Your Progress OpenEdge Database Expert

Some Surprising Benefits of Using Storage Areas

Some Surprising Benefits of Using Storage Areas

Related presentation given at Exchange 2003 in Boston: some-surprises.ppt

Overview

Progress Storage Areas are usually viewed as an administrative tool rather than as a means for directly improving performance. Faster and more selective index rebuild and dump/load, the ability to easily drop "temp areas", running dbanalys much more quickly and other benefits are all great reasons to use storage areas. Less well known is that many of the same factors that enable improved manageability also impact performance in interesting ways.

Recently I was involved in a project to migrate an existing v9 database to a Storage Area configuration. The results were in some ways quite surprising.

Creating A New Database

The database had been converted from v8 to v9 several years ago using conv89. The source database at the time of conversion consisted of 110GB in 400 tables. The largest table was around 15GB and consisted of 180 million records. Several other tables were between 2GB and 6GB.

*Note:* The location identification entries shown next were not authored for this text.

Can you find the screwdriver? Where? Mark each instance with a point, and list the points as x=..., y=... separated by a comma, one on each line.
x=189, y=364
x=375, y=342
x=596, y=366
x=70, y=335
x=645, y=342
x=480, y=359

The target database design consists of 80 storage areas -- Every table with more than 1,000,000 records is allocated two storage areas; one for data one for the indexes. Other tables go into one of two "miscellaneous" storage area data/index pairs for the "small stuff" (the separation is based on a natural partitioning of the data within the application view of the data).

(1,000,000 records was an arbitrary decision based on where the line between big, heavily used tables and smaller, less frequently used tables seemed to be.)

I used 24 dump processes against the old db with a -B of 180,000 (8k blocks) and nothing else special. The source db was on EMC 8830 storage, split between 2 4-way "meta volumes" (EMC speak for striped disks). The .bd files were dumped to another 4-way meta.

Extra large bi extents were created and grown ahead of time (on their own 4-way meta). No table approaches 64GB in size and there are no pathological record update situations to accomodate so all storage areas are set to 256 Records Per Block. Extents are alternated between 2 filesystems (one for each of 2 4-way metas). Large files are enabled.

(Note: In this particular case 256 RPB was used across the board. At the time that was thought to be a reasonable approach -- things have changed and it is no longer the recommended best practice. Current best practice is to optimize RPB and the data within each Storage Area to each other.)

To perform the load a server is running against the target with -i -B 20000. 47 load processes then wait for binary dumps to complete (1 for each dedicated area plus half a dozen for each of the "misc" areas). They point their SRT files at yet another 4 way meta. Most of the time there were only half a dozen or so loads actually processing data. The binary loads are performed with the index build option enabled.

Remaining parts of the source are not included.